About 70 percent of all cyberattacks are due to hardware vulnerabilities. The US Defense Advanced Research Projects Agency (DARPA) has developed a new generation hardware technology and asked ethical hackers to look for hardware vulnerabilities. Hackers are offered cash prizes for any flaws they find.

The new technology is expected to make voting machines, medical databases and other critical digital systems not secure against hackers. This technology is based on re-engineering hardware, such as computer chips and circuits, so that the typical methods hackers use to undermine the software that runs on them become impossible. That’s far different from the standard approach to cybersecurity, in which tech companies release a never-ending stream of software patches every time hackers discover a new bug.

Election security

DARPA Microsystems Technology Office Program Manager, Keith Rebello, told washingtonpost.com that the biggest ticket item is a voter registration database. State and federal election officials have identified such systems as one of the greatest vulnerabilities if hackers from Russia or elsewhere try to undermine the 2020 election. If DARPA can prove its version of the database is far tougher to hack, that could be a game-changer, allowing officials to be confident about election security.

Another model for the bug bounty is a medical database containing research into the novel coronavirus.
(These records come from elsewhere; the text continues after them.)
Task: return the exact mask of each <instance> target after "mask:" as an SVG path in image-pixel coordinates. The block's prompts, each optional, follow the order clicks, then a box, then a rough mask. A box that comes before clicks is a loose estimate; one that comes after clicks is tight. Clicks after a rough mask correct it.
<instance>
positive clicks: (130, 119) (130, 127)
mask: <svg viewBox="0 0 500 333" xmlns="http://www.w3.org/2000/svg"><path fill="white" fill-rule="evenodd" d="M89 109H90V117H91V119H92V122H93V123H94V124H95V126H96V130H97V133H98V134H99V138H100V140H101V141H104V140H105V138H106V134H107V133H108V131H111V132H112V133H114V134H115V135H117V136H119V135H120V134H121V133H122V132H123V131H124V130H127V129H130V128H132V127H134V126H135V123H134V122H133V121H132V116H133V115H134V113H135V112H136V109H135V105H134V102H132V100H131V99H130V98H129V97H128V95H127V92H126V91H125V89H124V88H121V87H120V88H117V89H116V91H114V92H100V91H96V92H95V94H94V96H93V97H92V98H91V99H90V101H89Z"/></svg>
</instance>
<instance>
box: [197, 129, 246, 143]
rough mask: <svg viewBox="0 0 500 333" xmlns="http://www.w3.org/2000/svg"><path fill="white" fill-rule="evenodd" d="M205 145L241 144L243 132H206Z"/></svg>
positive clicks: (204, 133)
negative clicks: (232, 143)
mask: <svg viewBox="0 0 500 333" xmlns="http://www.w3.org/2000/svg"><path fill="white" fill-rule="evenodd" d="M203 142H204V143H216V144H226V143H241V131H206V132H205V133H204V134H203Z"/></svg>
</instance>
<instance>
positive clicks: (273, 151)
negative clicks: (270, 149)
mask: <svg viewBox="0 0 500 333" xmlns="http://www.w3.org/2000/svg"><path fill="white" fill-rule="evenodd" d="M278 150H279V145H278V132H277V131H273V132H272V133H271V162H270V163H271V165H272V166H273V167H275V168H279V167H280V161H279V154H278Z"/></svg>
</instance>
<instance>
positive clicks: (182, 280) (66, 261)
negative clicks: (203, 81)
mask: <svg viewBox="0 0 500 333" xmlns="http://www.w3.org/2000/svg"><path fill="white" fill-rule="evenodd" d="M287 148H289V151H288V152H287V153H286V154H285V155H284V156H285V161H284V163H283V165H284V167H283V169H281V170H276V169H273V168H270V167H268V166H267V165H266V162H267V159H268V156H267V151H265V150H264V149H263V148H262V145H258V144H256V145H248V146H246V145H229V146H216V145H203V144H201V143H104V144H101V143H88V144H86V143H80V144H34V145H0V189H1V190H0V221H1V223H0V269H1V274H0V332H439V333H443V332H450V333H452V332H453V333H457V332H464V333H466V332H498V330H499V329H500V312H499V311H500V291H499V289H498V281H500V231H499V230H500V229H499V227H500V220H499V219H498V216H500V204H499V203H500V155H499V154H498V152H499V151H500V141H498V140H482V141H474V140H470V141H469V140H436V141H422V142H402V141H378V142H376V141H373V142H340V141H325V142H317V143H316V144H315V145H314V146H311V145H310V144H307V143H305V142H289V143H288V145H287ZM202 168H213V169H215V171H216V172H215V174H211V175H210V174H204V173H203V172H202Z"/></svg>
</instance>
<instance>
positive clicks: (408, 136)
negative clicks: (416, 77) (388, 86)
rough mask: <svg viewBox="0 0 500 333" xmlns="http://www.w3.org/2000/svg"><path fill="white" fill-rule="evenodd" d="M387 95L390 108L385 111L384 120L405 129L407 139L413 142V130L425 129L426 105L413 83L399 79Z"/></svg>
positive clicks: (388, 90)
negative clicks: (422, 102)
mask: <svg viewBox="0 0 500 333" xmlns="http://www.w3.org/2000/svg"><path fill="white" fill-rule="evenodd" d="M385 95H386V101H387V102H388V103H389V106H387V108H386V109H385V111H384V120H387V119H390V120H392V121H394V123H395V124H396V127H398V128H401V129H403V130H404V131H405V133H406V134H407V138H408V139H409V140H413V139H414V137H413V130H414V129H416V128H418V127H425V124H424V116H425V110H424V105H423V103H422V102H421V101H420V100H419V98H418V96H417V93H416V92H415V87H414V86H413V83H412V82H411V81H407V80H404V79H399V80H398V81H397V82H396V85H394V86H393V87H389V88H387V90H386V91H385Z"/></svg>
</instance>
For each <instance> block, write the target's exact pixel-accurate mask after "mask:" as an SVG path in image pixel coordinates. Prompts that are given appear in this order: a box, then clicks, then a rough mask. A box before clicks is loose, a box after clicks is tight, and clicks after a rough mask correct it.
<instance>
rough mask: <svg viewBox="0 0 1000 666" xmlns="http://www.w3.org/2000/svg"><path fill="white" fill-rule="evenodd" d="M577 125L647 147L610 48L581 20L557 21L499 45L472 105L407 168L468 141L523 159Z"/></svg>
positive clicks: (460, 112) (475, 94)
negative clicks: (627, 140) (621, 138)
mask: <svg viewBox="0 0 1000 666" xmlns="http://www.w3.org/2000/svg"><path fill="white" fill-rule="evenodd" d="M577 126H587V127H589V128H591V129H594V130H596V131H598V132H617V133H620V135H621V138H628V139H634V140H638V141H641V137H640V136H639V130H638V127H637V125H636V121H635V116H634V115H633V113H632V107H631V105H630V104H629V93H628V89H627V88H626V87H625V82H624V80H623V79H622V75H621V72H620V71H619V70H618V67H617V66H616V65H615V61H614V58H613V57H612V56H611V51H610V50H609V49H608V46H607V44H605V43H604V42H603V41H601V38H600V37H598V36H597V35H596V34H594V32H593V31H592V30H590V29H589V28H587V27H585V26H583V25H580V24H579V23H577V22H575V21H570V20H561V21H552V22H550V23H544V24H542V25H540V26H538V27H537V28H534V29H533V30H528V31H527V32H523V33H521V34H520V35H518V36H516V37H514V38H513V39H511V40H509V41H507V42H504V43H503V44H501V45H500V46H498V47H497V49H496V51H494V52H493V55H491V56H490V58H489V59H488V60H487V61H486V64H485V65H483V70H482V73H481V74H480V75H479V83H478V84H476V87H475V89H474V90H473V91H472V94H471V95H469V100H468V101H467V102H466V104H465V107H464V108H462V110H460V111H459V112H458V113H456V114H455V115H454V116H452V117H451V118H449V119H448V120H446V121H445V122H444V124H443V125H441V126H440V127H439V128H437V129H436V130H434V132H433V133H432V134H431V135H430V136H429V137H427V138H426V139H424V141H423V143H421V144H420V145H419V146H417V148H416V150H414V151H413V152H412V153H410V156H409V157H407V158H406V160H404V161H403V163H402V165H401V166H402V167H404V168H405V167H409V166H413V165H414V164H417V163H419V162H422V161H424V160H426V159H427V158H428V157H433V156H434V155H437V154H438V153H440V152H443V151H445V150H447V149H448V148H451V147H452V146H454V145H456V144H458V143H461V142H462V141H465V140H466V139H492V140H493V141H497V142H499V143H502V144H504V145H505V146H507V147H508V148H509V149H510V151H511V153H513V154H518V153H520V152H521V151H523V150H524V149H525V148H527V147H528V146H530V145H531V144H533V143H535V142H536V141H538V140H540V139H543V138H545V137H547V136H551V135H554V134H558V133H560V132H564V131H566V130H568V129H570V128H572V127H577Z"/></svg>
This is an information that FBI and Department of Homeland Security officials say is being targeted by Chinese hackers.

The program, which is officially called System Security Integration Through Hardware and Firmware, or SSITH, started in 2017 and will run for another year.

Fundation

DARPA founded the secure hardware. Researchers and academics built it at places like Lockheed Martin, the University of Michigan and the Massachusetts Institute of Technology. Rebello is hopeful it will start being integrated into some commercially available computer chips in the next two to four years.